Say it ain’t so, Warren.
Warren Buffett’s Berkshire Hathaway(NYSE: BRK-A)(NYSE: BRK-B) filed an update of its investment holdings to the U.S. Securities and Exchange Commission (SEC) on Wednesday. There was one new investment this time around — and it was quite a surprise. Berkshire bought over $357 million worth of Teva Pharmaceutical Industries(NYSE: TEVA) stock.
To put it bluntly, the Israel-based drugmaker is a hot mess right now. So why in the world does Warren Buffett like Teva?
Image source: The Motley Fool.
Even Teva’s problems have problems
It’s a lot easier to identify why not to like Teva than it is to find reasons to like the stock. Teva lost nearly half of its market cap last year due to multiple factors.
The company completed an acquisition of Allergan‘s Actavis Generics business in August 2016. Teva thought the deal would make it more competitive in the global generic-drug market and provide more diversified revenue sources. But there were two big problems with the acquisition of the Allergan unit.
First, Teva’s timing was bad. The U.S. generic-drug market tanked in 2017, as prices for generic drugs fell faster than they have in a long time. One factor behind the price free fall: The U.S. Food and Drug Administration (FDA) approved more new generic drugs in 2017 than ever before — twice as many as were approved in 2014.
The second problem with Teva’s deal with Allergan was the cost of the transaction. Teva paid Allergan $33.43 billion in cash plus 100 million Teva shares. The issuance of new shares to give to Allergan diluted the value of existing Teva shares. However, the more serious issue was the added debt Teva took on to fund the acquisition.
One of the things that investors liked most about Teva was its high dividend yield. But when the increased debt from the Allergan deal combined with falling revenue, the company couldn’t afford to keep paying out the dividend at the attractive levels of the past. Teva ultimately had to slash its dividend by 75%.
As if those problems weren’t enough, Teva also lost patent exclusivity for its top-selling product, Copaxone. Sales for the multiple sclerosis drug fell 19% in 2017 from the previous year. With a generic version now on the market, Teva faces the prospect of further revenue declines in 2018.
What Buffett probably likes
Warren Buffett, at heart, is a value investor. He likes bargains. Despite all of the dark clouds hanging over Teva, Buffett probably views the drugmaker as a pretty good deal at its beaten-down price.
Even after Teva’s big jump following news that Berkshire Hathaway had bought a big stake in the company, the stock still only trades at a little over seven times expected earnings. If Teva can turn things around, there should be plenty of profits to be made by investing in the stock now.
But can the beleaguered drugmaker actually turn things around? Warren Buffett has a history of putting his faith and confidence in strong leaders of companies. Teva seems to have such a leader in new CEO Kare Schultz, who did a pretty good job righting the ship at Lundbeck. Schultz has already implemented a restructuring plan at Teva to help cut is debt.
Buffett also thinks long term. He knows that prices for generic drugs are likely to bounce back eventually, which would help Teva tremendously. And as an octogenarian himself, Buffett also realizes that there are increasingly more older Americans who will drive demand higher for generic drugs.
I suspect that Buffett listened to Teva’s management about the prospects for the company’s new products and others potentially on the way. During Teva’s fourth-quarter conference call, executives pointed out three drugs that they hope will help Teva in its turnaround — Austedo, which was approved in 2017 for treating tardive dyskinesia and Huntington’s disease, migraine drug fremanezumab, which awaits FDA approval, and late-stage pain drug fasinumab.
Follow the leader?
It’s hard to make a compelling argument that Warren Buffett doesn’t know what he’s doing. He’s one of the greatest investors of all time. His nickname, the “Oracle of Omaha,” is well deserved. So should other investors follow the leader and buy Teva stock?

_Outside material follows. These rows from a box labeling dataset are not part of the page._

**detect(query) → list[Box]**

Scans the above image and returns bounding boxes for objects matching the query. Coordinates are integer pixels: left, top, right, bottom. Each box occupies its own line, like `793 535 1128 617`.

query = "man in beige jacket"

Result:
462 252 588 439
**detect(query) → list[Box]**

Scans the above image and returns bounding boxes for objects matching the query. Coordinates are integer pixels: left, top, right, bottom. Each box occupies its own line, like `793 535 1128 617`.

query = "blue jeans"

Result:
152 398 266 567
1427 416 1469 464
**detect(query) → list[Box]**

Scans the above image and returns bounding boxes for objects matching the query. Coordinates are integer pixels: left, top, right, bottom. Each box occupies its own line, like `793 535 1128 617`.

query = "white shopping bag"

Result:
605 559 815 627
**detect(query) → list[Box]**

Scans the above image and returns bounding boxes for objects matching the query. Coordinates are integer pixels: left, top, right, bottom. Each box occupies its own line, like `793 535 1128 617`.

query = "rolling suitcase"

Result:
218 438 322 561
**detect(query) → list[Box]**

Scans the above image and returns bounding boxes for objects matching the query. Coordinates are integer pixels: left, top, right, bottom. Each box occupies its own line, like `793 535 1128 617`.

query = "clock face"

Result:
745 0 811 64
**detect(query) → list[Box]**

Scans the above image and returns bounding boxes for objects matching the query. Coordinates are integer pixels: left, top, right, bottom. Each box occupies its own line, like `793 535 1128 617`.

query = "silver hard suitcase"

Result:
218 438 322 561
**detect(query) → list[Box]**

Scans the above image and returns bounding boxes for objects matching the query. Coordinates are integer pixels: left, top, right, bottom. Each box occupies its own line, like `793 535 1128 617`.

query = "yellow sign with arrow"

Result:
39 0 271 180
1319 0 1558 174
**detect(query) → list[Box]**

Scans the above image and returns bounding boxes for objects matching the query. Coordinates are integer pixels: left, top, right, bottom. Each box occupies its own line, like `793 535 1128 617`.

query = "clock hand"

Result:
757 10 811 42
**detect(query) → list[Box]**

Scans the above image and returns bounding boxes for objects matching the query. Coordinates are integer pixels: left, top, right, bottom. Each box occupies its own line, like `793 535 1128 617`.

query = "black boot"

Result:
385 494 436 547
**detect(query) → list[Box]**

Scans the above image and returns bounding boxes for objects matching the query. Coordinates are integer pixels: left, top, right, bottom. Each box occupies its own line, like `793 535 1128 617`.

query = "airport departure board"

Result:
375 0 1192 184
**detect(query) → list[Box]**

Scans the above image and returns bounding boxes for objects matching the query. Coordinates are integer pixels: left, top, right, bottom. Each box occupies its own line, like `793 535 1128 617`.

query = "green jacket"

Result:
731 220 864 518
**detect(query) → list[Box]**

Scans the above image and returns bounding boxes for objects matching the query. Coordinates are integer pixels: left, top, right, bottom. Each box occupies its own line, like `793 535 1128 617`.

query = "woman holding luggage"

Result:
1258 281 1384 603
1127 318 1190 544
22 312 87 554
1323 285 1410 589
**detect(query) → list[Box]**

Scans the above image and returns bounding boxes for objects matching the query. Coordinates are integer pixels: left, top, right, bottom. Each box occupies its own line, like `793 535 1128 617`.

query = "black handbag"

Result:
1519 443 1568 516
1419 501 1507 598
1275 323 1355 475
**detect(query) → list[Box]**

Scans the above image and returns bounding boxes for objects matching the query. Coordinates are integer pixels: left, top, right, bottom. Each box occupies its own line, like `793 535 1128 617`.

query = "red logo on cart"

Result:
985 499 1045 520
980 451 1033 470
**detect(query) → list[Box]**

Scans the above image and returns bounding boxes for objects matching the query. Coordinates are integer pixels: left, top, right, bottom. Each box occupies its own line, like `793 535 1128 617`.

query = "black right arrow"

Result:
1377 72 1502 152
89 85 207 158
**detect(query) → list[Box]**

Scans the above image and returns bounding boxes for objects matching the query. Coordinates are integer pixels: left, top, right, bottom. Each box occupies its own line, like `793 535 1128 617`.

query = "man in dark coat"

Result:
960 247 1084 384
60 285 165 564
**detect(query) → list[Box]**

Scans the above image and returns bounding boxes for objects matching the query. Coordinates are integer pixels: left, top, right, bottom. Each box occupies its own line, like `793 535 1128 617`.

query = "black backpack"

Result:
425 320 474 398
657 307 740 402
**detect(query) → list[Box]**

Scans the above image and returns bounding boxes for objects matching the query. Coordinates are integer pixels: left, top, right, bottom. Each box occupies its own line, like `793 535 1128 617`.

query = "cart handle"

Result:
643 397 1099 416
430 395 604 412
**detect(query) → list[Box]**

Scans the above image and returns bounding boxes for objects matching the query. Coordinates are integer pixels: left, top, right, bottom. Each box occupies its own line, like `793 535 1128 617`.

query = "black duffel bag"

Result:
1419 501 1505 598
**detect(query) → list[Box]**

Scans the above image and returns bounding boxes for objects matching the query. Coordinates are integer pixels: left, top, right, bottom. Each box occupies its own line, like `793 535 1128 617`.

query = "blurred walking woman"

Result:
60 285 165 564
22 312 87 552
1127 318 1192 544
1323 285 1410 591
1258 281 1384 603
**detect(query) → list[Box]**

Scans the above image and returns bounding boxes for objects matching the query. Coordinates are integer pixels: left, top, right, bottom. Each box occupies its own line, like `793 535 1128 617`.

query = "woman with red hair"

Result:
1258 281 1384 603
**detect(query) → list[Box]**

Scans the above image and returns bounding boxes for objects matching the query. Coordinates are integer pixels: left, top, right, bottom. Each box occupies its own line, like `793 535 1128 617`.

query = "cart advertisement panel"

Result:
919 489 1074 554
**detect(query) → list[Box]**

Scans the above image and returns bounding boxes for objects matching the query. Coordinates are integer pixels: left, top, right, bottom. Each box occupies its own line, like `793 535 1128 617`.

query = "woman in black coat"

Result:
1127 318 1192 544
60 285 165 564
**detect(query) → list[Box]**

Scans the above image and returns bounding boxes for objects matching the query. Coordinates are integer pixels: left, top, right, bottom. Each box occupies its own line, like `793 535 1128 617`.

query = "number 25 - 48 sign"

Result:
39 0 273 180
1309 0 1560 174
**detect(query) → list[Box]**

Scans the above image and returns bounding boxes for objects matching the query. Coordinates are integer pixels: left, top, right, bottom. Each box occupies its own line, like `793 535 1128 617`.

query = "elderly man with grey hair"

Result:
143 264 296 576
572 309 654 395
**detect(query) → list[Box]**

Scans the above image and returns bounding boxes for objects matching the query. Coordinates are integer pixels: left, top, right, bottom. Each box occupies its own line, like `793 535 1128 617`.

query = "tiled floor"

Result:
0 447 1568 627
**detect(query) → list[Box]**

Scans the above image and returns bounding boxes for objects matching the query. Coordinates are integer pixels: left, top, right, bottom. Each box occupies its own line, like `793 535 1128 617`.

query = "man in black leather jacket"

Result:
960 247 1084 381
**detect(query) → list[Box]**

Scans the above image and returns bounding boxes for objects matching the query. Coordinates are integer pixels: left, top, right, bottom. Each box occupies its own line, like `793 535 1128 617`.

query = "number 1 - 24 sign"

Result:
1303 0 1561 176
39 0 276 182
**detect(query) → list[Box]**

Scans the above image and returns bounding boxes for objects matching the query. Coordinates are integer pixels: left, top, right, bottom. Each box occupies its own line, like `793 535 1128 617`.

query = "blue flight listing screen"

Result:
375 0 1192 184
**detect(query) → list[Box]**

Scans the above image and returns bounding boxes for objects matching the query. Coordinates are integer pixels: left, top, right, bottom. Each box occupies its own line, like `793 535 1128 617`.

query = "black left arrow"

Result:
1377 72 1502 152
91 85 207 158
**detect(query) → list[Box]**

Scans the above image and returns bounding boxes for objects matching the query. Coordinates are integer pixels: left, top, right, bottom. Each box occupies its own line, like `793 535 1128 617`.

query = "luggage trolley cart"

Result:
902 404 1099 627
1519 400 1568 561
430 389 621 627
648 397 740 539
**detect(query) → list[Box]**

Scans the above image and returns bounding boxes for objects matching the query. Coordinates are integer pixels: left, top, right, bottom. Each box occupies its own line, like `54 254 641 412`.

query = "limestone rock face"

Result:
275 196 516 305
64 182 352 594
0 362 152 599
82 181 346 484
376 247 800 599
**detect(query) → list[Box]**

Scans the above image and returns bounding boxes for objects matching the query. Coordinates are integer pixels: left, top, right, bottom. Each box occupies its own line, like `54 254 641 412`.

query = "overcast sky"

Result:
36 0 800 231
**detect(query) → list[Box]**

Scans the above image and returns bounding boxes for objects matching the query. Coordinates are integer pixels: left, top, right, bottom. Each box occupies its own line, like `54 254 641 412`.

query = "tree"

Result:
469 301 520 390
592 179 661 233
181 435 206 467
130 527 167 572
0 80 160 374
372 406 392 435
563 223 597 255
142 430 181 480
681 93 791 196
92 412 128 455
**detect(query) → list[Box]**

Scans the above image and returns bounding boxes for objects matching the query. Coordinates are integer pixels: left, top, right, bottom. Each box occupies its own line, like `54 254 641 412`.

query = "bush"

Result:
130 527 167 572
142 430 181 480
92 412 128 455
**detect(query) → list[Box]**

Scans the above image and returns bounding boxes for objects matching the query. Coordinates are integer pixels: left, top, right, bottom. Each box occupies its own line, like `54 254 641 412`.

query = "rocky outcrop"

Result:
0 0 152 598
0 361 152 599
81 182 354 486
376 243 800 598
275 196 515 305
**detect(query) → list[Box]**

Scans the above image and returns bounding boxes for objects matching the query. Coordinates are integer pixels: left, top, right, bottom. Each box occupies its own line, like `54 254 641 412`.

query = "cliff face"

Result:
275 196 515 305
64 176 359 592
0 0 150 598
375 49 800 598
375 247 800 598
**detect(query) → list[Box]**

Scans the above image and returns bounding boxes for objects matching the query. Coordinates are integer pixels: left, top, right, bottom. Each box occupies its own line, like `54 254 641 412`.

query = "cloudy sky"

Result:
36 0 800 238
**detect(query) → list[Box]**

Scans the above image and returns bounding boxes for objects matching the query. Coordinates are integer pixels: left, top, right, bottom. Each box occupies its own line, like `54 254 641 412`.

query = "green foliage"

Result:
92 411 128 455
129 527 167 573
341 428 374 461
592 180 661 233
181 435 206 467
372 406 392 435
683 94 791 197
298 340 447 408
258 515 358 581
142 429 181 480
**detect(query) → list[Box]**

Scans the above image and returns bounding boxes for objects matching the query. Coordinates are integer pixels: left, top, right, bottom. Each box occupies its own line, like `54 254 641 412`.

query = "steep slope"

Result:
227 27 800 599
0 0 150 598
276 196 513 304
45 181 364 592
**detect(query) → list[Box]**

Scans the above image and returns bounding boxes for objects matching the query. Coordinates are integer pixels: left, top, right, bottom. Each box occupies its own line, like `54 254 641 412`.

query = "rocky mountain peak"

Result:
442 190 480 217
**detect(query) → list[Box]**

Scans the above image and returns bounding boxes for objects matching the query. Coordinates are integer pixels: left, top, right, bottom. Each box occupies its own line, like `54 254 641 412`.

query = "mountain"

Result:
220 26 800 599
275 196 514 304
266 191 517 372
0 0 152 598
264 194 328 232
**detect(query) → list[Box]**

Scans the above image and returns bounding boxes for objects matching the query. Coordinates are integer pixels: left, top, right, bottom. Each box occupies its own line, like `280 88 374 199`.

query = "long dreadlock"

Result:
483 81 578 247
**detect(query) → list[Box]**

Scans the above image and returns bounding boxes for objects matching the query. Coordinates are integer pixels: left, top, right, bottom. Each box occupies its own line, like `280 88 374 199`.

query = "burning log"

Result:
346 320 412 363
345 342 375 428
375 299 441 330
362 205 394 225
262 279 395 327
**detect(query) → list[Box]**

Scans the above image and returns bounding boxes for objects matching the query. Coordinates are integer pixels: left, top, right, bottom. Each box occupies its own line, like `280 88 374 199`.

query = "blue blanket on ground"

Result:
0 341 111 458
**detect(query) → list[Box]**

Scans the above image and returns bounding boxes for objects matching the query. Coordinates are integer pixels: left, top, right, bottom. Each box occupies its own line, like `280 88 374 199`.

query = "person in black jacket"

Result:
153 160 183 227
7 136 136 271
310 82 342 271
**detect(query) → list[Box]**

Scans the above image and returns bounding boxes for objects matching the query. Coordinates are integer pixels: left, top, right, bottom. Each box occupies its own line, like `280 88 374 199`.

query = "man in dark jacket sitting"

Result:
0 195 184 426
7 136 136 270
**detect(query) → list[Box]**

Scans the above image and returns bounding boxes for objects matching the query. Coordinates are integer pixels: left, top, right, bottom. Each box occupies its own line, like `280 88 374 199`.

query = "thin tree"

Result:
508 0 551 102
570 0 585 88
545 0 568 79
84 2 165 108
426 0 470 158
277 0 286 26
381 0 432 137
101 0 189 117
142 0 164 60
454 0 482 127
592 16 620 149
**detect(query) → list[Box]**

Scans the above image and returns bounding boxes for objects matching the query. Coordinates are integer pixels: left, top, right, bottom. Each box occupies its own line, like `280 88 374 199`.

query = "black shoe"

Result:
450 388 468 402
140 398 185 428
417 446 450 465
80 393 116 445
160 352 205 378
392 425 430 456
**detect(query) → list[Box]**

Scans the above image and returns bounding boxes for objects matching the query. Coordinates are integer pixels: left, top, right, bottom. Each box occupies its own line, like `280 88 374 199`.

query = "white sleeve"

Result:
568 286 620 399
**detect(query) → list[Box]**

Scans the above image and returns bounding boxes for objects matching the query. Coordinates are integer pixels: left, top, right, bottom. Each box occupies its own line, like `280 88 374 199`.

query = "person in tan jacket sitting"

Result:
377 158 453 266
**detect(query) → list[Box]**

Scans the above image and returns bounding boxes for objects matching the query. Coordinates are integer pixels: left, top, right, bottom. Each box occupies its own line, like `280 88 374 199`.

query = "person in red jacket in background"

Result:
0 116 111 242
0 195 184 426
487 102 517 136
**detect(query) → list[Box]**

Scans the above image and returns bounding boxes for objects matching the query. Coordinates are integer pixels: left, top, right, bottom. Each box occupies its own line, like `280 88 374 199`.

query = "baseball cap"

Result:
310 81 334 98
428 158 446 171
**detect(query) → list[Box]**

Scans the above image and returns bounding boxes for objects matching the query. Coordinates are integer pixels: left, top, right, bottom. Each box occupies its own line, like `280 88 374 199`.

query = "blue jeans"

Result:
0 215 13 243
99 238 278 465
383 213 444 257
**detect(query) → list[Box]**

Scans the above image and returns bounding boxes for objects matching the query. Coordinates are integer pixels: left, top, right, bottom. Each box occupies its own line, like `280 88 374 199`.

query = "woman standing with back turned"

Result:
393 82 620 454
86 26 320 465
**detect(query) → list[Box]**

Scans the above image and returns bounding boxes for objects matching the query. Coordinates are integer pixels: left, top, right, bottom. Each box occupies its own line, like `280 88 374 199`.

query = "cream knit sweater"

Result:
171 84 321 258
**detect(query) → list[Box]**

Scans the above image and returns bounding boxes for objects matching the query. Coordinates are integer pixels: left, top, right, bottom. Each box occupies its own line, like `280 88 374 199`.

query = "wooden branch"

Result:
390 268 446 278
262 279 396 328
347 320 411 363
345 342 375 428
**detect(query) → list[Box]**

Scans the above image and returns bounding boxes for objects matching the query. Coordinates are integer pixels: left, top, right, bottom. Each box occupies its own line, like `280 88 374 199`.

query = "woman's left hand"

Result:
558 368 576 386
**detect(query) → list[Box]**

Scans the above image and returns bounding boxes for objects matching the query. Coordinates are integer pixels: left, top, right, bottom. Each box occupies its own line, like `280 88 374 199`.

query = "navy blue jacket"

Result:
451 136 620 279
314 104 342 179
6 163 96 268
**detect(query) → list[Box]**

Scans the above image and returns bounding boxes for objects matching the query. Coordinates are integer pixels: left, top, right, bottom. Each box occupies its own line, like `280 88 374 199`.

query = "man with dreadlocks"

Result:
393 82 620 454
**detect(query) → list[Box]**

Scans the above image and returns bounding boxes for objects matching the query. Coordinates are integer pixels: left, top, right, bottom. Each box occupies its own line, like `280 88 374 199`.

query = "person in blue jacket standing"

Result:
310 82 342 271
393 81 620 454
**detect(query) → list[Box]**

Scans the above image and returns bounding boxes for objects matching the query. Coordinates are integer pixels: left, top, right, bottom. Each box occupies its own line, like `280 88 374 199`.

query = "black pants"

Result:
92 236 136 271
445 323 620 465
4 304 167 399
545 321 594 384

That’s a different story altogether.
Teva has a long way to go before it can be viewed as a healthy company with a healthy stock. It could very well be a good long-term investment, but I think there are plenty of other choices that are just as good without the hurdles that Teva must jump to be successful again.
One of those other good long-term investment choices is Buffett’s own Berkshire Hathaway. If you want an opportunity to profit from a potential turnaround for Teva, buying Berkshire could be the better way to go.